リクエストをする側とされる側では、「できる」と「早く」の定義は大きく異なるかもしれない。ASAPとは、会議終了後30分以内なのか、それとも2週間以内なのか。リクエストに明確なスケジュールを示せば、リーダーは受信トレイを何度もチェックしては、自分の作業に戻るといったことをせず、時間とエネルギーを節約できる。
4. 具体的な満足の条件は何か
多くのチームには、わざと批判的な発言をして議論を深める「悪魔の代弁者」を自任する人がいるものだ。しかし、その発言内容がいかにしっかりしていても、若手の自由で創造的な思考を締め出してしまうおそれがある。「さらにポジティブに」とか「さらに楽観的に」といったリクエストが、良好な結果につながる可能性は低い。その従業員が、自分はチームの助けになっていると純粋に思っている場合は、なおさらだ。そうではなく、リーダーは話し合いの中で、具体的な満足の条件を明示したほうがうまくいくかもしれない。
たとえば、次の全員ミーティングでは、「悪魔の代弁者」に3人が意見を述べるのを待ってから発言するようリクエストしてもよいだろう。批判的な意見を言う前に、2つの前向きなインプットを述べるようにと求めるのもよいだろう。
5. コンテクストは何か
コンテクストに沿ったリクエストをすると、リーダーは自分のパワーを希釈化することなく、穏便に物事を進められる可能性が高い。場当たり的に定められたように見えるリクエストの期限も、コンテクストがわかれば、なぜ重要なのか明らかにできる。水曜日の午後5時までにクライアントに報告書を示さなければならないのは、先方のCEOが木曜日の朝に休暇に出るからかもしれない。日曜日の午後6時までにアジェンダを共有しなければいけないのは、CEOが日曜日の夜と月曜日の朝の2度にわたり見直して、不足がないようにしたいからかもしれない。
無回答は問い質す
適切な表現のリクエストに対して、許容される回答は4種類しかない。承諾、拒絶、逆提案(「火曜日までは無理だが、水曜日の午後6時までなら可能だ」)、明確な期限付きの遅延(「金曜日の正午までに返答する」)だ。あなたの得た回答が、このうちのどれかでないなら、それは無回答に等しく、あなたのリクエストは無視されている可能性がある。

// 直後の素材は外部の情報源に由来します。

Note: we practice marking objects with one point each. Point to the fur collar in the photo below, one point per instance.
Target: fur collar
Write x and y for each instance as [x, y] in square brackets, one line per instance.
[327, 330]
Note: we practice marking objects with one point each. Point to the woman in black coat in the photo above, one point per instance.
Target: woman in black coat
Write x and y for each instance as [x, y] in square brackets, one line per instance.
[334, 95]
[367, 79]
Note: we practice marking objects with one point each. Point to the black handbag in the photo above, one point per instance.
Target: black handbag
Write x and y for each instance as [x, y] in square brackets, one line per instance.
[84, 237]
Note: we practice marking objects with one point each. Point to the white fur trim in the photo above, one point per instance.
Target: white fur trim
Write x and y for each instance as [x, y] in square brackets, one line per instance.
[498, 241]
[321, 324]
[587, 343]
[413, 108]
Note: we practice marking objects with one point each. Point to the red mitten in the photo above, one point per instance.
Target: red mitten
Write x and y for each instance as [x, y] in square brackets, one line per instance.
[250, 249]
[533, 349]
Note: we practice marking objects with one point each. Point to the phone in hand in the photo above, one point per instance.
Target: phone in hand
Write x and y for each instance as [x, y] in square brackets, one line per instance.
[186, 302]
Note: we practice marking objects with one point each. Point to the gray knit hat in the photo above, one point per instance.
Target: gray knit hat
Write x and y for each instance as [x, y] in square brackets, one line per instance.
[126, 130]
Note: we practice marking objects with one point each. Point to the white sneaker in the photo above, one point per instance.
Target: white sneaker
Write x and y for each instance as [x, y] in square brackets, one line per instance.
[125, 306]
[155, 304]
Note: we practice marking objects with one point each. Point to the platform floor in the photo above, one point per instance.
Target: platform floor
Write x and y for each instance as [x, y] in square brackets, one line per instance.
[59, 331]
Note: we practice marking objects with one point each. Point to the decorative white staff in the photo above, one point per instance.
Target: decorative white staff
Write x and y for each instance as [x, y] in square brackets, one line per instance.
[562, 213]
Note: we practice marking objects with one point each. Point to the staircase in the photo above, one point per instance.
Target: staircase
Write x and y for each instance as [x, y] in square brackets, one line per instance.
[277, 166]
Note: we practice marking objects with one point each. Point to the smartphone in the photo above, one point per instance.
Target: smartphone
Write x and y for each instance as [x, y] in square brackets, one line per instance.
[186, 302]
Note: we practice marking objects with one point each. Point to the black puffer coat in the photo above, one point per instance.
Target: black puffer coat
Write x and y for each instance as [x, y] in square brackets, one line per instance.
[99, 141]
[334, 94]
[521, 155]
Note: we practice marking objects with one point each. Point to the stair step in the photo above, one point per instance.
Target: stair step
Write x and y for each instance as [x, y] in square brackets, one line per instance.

筆者自身やクライアント、同僚、そしてソーシャルメディアから集めた無回答の例を紹介しよう。
大丈夫なはずです。
後ほどお返事します。
Xに聞いてみます。
よいですね。
最大限努力します。
誰か担当をつけます。
お手伝いできるか検討してみます。
よいアイデアですね。
こうした事実上の無回答の時は、あらためて回答を求める時期を知らせよう。たとえば、「では、誰を担当にしたか2日後にあらためて聞こうか」とか「わかりました。火曜日の午後に手短にズームミーティングを開いて、君が引き受けられるかどうか確認しよう」などだ。
結果を出すリクエスト
最も優れたリーダーでも、自分のコントロールが及ばないことが多くあることを知っている。だが、他人にどのように話をするかは、自分で決められることの一つだ。たいていの人にとって、本物の回答を引き出す明確なリクエストは、最初から自然にできるものではない。だが、時間が経てば、できるようになる。リクエストの技は、マスターする価値のあるものだ。
"Mastering the Art of the Request," HBR.org, August 04, 2023.